How to prune a transformer?

Hi, I am trying to reduce memory and speed up my own fine-tuned transformer. I came across the tutorial for pruning on the huggingface site. I am referring to the following snippet. The trainer.train() is missing, so I added it. It ran without error, however, there is no reduction in memory (I used model.get_memory_footprint() and before and after pruning it was ~439mb). Same for inference speed. I also tried out different pruning configurations (global pruning, different pruning types or target sparsities) but it did not help. Can someone help me?

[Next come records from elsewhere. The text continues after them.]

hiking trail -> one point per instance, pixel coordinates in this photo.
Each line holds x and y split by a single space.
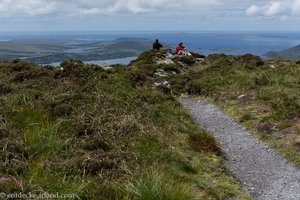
264 174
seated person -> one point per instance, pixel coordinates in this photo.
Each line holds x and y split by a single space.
181 50
157 45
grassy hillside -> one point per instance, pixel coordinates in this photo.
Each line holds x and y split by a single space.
262 95
104 135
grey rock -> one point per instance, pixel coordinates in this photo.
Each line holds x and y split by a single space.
264 173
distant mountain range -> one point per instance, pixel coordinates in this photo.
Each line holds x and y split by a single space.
51 51
291 53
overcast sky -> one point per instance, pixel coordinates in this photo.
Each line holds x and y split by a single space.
149 15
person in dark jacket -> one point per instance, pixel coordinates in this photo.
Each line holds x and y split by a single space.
157 45
180 48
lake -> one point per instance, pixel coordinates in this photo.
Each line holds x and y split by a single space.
206 42
122 61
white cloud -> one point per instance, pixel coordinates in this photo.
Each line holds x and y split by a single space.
86 7
269 10
296 7
253 10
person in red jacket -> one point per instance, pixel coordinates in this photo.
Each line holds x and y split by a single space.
180 48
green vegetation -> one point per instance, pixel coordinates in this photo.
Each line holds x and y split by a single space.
105 135
263 95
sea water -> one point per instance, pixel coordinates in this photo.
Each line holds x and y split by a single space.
205 42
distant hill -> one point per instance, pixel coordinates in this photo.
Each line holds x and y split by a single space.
291 53
51 51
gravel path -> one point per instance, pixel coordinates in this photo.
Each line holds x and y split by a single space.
264 173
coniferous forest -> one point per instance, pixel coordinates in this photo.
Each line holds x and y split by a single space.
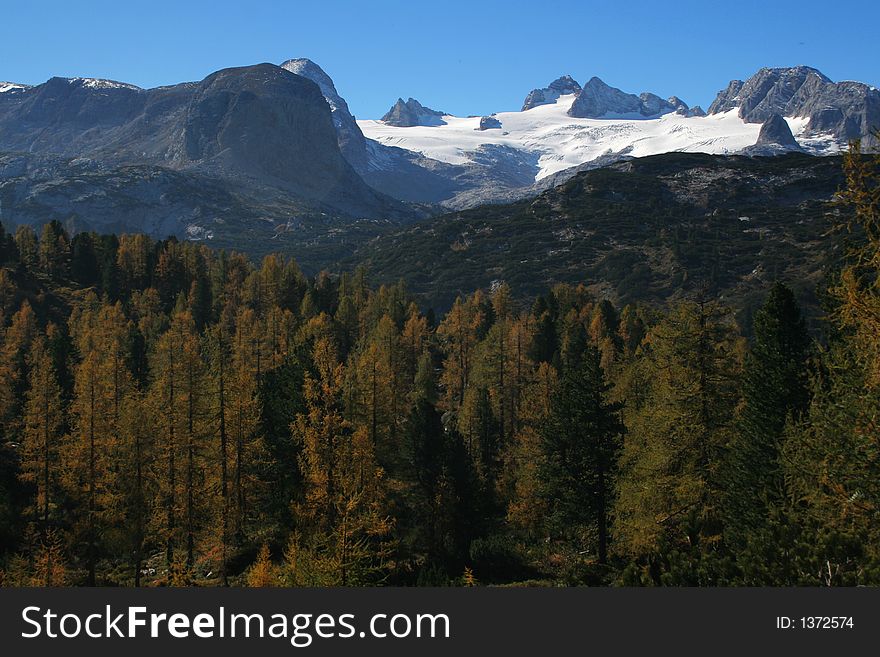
172 415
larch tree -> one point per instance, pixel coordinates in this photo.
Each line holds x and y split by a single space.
43 423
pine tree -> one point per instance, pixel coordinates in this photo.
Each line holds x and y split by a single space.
680 418
774 390
579 446
43 422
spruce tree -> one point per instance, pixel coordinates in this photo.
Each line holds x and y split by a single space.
774 390
580 443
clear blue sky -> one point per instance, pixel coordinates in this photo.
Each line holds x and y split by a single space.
462 57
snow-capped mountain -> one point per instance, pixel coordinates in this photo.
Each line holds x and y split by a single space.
12 86
410 113
288 128
565 127
558 141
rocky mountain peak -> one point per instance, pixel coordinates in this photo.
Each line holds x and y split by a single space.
561 86
598 100
349 136
409 113
845 110
775 130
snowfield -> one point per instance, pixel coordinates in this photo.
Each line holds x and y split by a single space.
562 142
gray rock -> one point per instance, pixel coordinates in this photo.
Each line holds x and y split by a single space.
550 94
412 113
775 131
259 126
846 110
488 123
351 139
597 100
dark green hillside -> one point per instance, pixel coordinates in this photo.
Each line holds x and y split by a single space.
647 229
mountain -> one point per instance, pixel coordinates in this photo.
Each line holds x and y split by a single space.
350 138
775 138
411 113
829 111
643 230
599 101
283 142
262 131
563 86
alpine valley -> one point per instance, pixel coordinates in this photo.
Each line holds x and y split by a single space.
639 192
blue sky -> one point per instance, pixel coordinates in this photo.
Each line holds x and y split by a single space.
472 57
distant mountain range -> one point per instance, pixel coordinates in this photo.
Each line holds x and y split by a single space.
278 147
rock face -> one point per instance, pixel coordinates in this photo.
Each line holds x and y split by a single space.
260 126
488 123
775 131
845 110
412 113
550 94
775 138
351 139
597 100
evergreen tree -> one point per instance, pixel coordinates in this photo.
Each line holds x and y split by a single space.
579 446
774 390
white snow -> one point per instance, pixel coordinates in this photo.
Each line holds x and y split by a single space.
561 142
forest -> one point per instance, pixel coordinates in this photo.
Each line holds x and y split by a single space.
173 415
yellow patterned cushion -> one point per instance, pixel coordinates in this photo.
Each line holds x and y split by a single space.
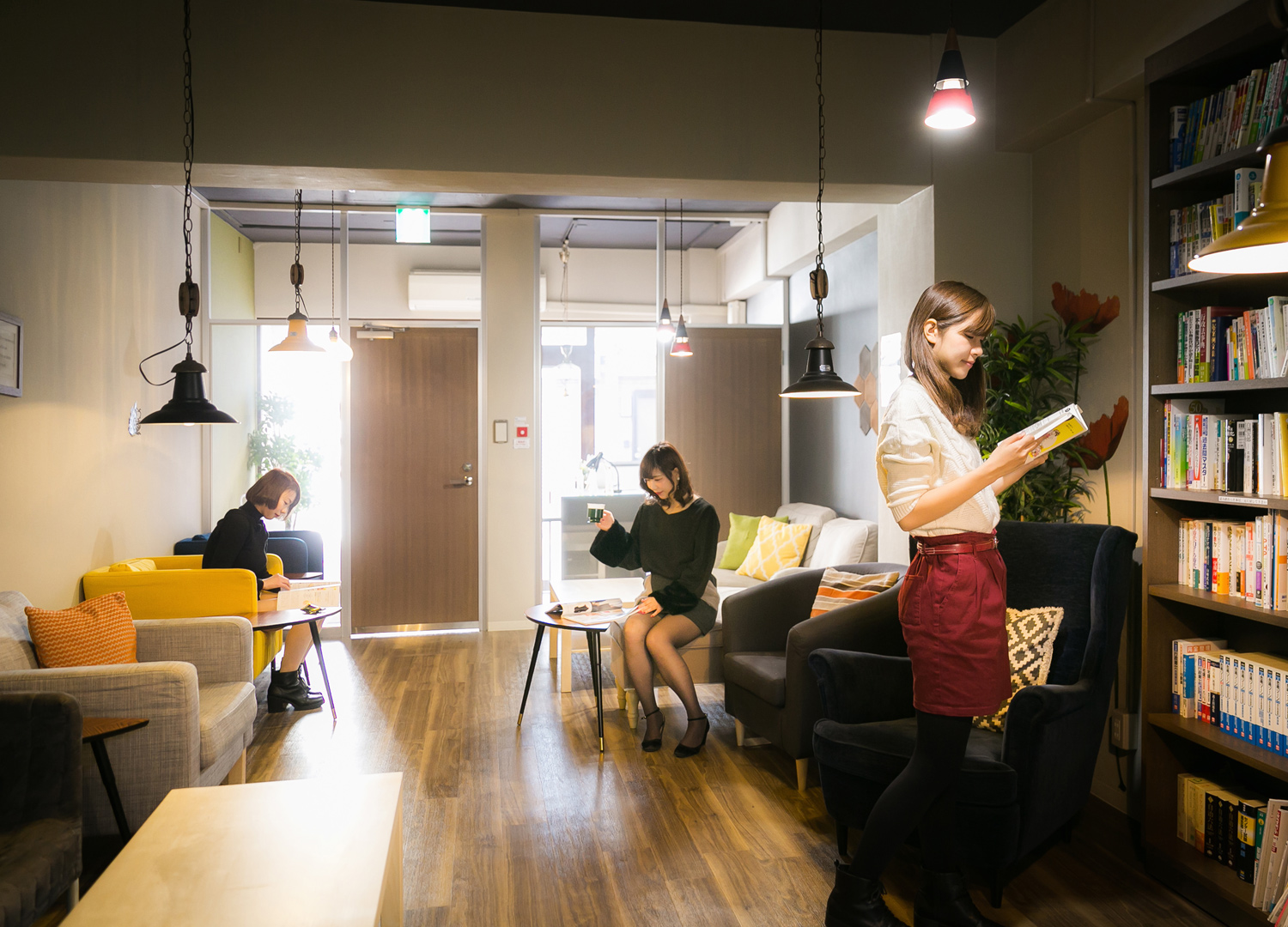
775 548
139 566
1030 641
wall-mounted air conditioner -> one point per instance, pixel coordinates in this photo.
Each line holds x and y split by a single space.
450 294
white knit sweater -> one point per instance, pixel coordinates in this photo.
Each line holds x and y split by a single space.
919 450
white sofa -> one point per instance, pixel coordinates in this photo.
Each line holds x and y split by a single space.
832 541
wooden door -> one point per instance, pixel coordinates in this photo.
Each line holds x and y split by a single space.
414 412
724 415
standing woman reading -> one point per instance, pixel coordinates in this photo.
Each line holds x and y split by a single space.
239 541
952 604
674 540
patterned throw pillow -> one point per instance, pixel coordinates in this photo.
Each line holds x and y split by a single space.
775 548
839 589
1030 641
95 633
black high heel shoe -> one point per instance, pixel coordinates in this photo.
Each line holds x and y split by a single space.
656 743
683 752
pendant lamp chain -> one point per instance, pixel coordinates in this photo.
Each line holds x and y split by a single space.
298 278
818 278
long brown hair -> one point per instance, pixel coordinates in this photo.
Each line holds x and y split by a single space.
268 488
665 458
950 304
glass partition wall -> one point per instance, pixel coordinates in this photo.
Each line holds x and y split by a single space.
598 416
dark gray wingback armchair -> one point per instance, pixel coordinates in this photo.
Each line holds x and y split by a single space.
1024 785
40 803
768 638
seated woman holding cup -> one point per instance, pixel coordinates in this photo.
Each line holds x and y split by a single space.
674 540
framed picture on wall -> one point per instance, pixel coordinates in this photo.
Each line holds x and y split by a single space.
10 355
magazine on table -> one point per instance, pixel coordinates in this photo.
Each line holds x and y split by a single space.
594 612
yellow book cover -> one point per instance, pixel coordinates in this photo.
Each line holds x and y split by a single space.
1056 429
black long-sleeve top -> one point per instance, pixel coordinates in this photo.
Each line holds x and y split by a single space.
679 548
239 542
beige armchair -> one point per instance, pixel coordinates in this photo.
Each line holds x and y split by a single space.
192 682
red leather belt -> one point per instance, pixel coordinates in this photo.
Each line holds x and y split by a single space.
956 548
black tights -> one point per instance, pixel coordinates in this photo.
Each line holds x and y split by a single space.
922 795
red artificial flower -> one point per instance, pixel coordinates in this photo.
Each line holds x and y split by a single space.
1084 306
1102 439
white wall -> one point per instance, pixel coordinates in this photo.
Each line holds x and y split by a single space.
93 272
512 517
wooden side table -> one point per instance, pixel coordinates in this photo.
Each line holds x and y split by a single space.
94 731
541 617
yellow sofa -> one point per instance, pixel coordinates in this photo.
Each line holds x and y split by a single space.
179 589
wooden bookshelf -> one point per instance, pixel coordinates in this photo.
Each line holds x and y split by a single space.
1218 386
1208 59
1262 504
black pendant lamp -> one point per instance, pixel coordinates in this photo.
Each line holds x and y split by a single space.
298 322
665 327
188 406
680 345
819 380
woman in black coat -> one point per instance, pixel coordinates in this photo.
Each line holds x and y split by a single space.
239 542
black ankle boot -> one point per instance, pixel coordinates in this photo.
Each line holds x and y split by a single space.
945 901
855 901
289 689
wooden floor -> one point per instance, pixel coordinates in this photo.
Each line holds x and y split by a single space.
531 826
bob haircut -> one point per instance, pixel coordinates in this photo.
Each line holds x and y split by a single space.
665 458
268 488
951 304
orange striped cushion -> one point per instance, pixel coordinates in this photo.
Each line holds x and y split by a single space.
841 589
95 633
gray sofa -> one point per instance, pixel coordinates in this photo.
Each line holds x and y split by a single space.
40 803
192 682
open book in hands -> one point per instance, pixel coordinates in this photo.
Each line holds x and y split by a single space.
1056 429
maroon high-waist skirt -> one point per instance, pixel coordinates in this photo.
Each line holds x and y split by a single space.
952 608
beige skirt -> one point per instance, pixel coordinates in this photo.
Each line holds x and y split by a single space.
703 615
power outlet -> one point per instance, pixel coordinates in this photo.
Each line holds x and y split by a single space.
1122 730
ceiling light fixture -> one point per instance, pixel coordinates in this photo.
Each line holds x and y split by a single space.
188 404
1260 245
951 106
665 327
680 345
411 226
298 322
819 380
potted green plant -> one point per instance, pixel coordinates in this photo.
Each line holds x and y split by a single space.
1033 371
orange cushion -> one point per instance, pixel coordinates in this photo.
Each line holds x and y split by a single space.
839 589
95 633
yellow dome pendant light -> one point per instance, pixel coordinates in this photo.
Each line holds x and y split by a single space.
819 380
1260 245
298 322
188 404
680 345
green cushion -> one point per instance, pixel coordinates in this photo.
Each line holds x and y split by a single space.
742 536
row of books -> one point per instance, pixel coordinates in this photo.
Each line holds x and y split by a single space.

from optimum.intel.neural_compressor import INCTrainer
from neural_compressor import WeightPruningConfig

# The configuration detailing the pruning process
pruning_config = WeightPruningConfig(
    pruning_type="magnitude",
    start_step=0,
    end_step=15,
    target_sparsity=0.2,
    pruning_scope="local",
)


trainer = INCTrainer(
    model=model,
   pruning_config=pruning_config,
    args=TrainingArguments(save_dir, num_train_epochs=1.0, do_train=True,  do_eval=False),
    train_dataset=dataset["train"].select(range(300)),
    eval_dataset=dataset["validation"],
    compute_metrics=compute_metrics,
    tokenizer=tokenizer,
    data_collator=default_data_collator,
)
train_result = trainer.train() # <-- Added by me
trainer.save_model(save_dir) # <-- Added by me
optimized_model = AutoModelForSequenceClassification.from_pretrained(save_dir)

Did you find a way for pruning the transformer model? I also tried the same tutorial But I found the memory footprint is same for pruning and without pruning model.